I sent her a letter last week, detailing how much I care for her; and I told her yesterday how much I really want this relationship to work. With that said, I also told her that I am willing to give her her space. Being around someone who doesn't want you around is pure misery. So I basically left it off as:
"I love you; I'm here for you, I'll give you your space, so I'm not planning on calling you. Call me when you feel like talking. I'd love to hear from you."
She knows how much I care and how much I want to make this work. But as mentioned, I know I can't make her fall in love with me. She needs to be willing to put forth the effort. I pray she will.
Incidentally, I also outlined for her, that if she'd be willing to genuinely try and not "quit"; that I'll be there for her "til death" so to speak. I told her I love her dearly, and that I'd stay by her side. I told her I do have 2 conditions however, and that if she meets those, that I'll stay as long as it takes.
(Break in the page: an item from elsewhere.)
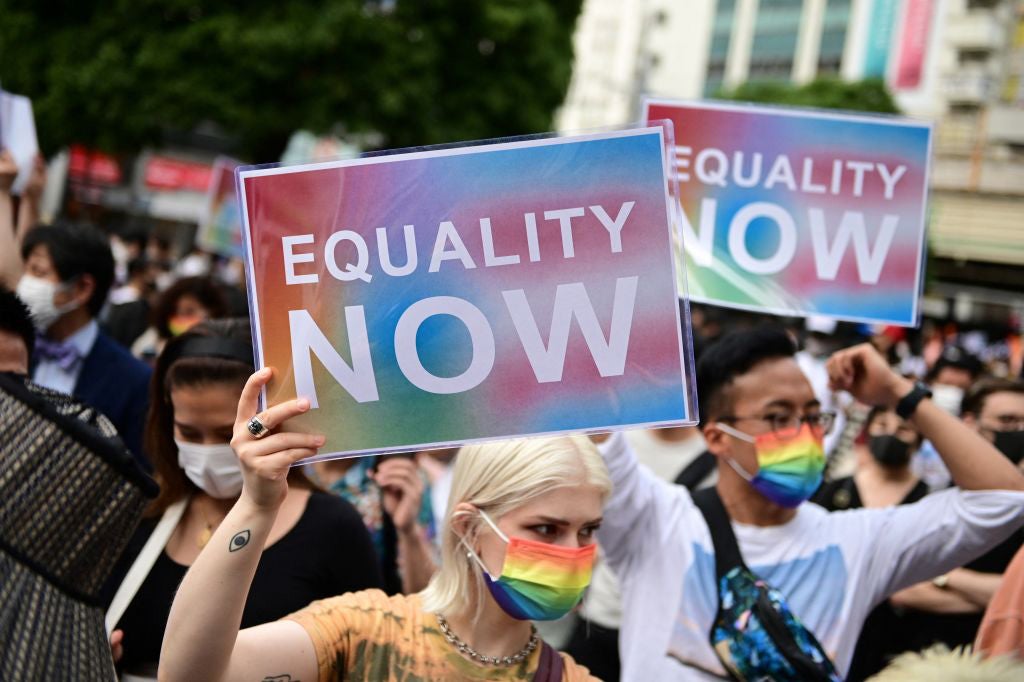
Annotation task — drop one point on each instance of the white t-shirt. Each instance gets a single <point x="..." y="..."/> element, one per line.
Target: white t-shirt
<point x="832" y="567"/>
<point x="602" y="603"/>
1) that she doesn't quit. This is sort of self explanatory, but I don't believe in a one person marriage; if she quits, then I suppose we're done.
2) that she doesn't go outside our marriage to meet her physical or emotional needs (or both). This is sort of an extension of my first condition; but bottom line, I can't/ won't tolerate an affair.
I finally told her that she really needs to make a decision. I'm not pressuring her for one right now, but I told her that she really does need to decide in her own mind (sooner rather than later) if she wants to work on our marriage or not. I obviously really want this marriage to work out, and she knows that; I am trying for "us" and want to continue to do so, and that I'll continue to pray for us, and that I sincerely pray/ hope she won't quit on us. I will continue to love her quietely by the side lines I suppose.
But I also told her that if she should reach the point to where she decides that she doesn't want to make our marriage work; that she needs to tell me. I don't want her to feel like she's doing me a favor, sparing me the hurt, by dragging this out, if she decides it's truly "done". I deserve better than that; we both do.
thank you for your responses!
Last edited by zebedee; 11-03-2008 at 07:08 AM.